Malheureusement, la Chambre est déjà si engagée qu'on peut avoir des doutes sur l'effet de cette protestation.

La situation légale du prince Victor et du prince Louis.--Par suite de la mort du prince Napoléon, le prince Victor, devenu chef de la famille Bonaparte, se trouve ipso facto expulsé du territoire français par l'application de l'article 1er de la loi du 22 juin 1886.

Cette loi, en effet, interdit le territoire français aux chefs de familles ayant régné en France et à leurs héritiers directs dans l'ordre de primogéniture. Le prince Victor, quel que soit d'ailleurs le testament politique du prince Napoléon, passe à l'état de «chef d'une famille ayant régné sur la France», et à ce titre tombe sous le coup de la loi d'exil.

Mais est-il juste de dire que le prince Louis, à qui reviendraient les droits de la famille Bonaparte si son frère venait à mourir sans héritier direct, passe à l'état d'héritier présomptif, dans le sens prévu par la loi? Le prince Louis n'est héritier qu'en ligne collatérale et la loi désigne «l'héritier direct». La question était tout au moins douteuse. Quant à présent, le garde des sceaux l'a tranchée dans le sens le plus libéral, c'est-à-dire en faveur du prince Louis. Il a fait remarquer d'ailleurs que le gouvernement restait suffisamment armé par l'article 2 de cette même loi qui lui permet d'interdire le territoire français à tous les membres des anciennes familles régnantes autres que les chefs et leurs héritiers directs.

Les Italiens en Afrique.--Il faut supposer et espérer que l'Afrique donnera à nos arrière-petits-neveux d'immenses satisfactions matérielles et morales de nature à compenser, par leur reconnaissance, les tribulations qu'elle cause pour le moment à toutes les puissances européennes.

La France, qui possède sur ce vaste continent la plus belle des colonies, en est réduite à nommer une commission d'études chargée d'examiner ce qu'il faut faire pour en tirer réellement parti. En même temps, elle est obligée de lutter au Soudan et au Dahomey, pour obtenir des succès très douteux, car on ne voit jamais qu'ils produisent rien de décisif.

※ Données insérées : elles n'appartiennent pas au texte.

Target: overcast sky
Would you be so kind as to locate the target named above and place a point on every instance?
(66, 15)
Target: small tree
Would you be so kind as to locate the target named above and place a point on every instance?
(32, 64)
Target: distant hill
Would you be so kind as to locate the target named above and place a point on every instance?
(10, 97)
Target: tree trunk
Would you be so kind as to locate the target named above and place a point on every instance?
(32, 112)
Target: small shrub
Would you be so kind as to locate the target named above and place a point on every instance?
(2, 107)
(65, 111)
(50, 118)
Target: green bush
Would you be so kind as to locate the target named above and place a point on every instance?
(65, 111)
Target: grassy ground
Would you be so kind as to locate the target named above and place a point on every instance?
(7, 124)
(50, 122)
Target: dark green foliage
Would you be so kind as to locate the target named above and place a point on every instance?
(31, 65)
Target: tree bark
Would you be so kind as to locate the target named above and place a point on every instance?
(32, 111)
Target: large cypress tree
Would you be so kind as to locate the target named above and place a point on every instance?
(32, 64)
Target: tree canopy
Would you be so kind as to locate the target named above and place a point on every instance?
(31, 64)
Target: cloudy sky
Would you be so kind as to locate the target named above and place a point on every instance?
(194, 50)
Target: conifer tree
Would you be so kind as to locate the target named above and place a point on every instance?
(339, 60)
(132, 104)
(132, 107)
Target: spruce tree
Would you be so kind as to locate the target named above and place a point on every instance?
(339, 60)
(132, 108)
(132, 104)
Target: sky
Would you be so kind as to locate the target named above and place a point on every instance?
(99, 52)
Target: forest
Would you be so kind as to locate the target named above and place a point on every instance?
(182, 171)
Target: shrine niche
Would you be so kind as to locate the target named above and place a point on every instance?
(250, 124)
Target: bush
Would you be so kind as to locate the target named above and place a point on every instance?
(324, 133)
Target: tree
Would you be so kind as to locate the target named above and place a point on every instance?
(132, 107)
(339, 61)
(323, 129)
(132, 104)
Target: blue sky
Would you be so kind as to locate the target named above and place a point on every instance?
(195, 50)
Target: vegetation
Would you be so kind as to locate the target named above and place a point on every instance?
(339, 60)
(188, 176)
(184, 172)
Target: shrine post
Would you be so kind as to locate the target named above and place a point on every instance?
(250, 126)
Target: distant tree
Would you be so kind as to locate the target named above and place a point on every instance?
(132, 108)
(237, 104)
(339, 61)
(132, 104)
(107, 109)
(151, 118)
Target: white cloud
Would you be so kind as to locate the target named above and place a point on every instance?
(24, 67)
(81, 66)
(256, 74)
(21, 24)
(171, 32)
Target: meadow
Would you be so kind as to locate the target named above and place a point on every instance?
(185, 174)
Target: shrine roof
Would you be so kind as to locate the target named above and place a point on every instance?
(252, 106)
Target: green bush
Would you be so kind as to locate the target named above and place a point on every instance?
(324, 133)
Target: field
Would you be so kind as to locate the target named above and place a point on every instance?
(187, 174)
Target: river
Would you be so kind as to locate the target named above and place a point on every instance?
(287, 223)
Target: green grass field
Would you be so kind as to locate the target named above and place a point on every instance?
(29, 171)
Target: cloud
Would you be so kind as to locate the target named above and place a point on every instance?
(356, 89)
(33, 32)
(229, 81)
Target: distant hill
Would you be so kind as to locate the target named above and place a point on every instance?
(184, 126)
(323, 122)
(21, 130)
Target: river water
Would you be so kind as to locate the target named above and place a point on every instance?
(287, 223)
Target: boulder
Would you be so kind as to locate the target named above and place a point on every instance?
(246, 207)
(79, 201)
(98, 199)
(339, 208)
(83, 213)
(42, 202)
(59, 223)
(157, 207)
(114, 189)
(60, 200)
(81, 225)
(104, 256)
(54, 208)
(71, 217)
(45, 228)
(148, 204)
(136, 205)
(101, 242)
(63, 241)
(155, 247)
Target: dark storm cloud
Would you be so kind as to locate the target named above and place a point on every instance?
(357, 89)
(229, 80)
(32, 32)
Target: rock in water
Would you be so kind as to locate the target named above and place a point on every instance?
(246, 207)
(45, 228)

Les Belges semblent plus embarrassés que fiers du territoire immense qu'ils occupent sur les confins du nôtre.

Les Anglais sont en lutte, tout au moins diplomatique, avec la France et le Portugal à raison de leurs possessions africaines, en sorte que tous ceux qui se sont partagé l'Afrique sont en hostilité plus ou moins sourde les uns avec les autres, en attendant qu'ils rencontrent tous l'ennemi commun, l'Africain lui-même, que nous ne connaissons encore que par quelques escarmouches, mais qui se révélera peut-être plus terrible qu'on ne croit, au centre de ce continent mystérieux dont on fait trop vite une possession européenne.

Mais les Italiens surtout ont à souffrir en ce moment de la précipitation avec laquelle toutes les puissances civilisées se sont jetées sur l'Afrique comme sur une proie facile. Voici remis en question, sinon déchiré tout à fait, ce fameux traité conclu avec Menelik, et qui devait donner à nos voisins le protectorat sinon la possession complète de l'une des plus belles parties du continent africain. Le comte Antonelli, qui s'était rendu en mission auprès du «roi des rois» pour traiter avec lui de l'exécution de celles des clauses du traité qui étaient favorables à l'Italie, a dû quitter brusquement le pays avec tous ceux qui l'accompagnaient, les Italiens ne se considérant plus comme en sûreté sur un territoire où ils ont cependant la prétention d'exercer leur protectorat.

M. di Rudini prépare sur la question un livre vert dans lequel il fera probablement connaître la vérité tout entière, car il n'a aucun intérêt à la cacher, Mais, si elle est telle qu'on la suppose, elle sera la justification, après la lettre, de la chute de M. Crispi, qui porte, non sans raison, en grande partie, la responsabilité de la politique suivie par l'Italie en Afrique.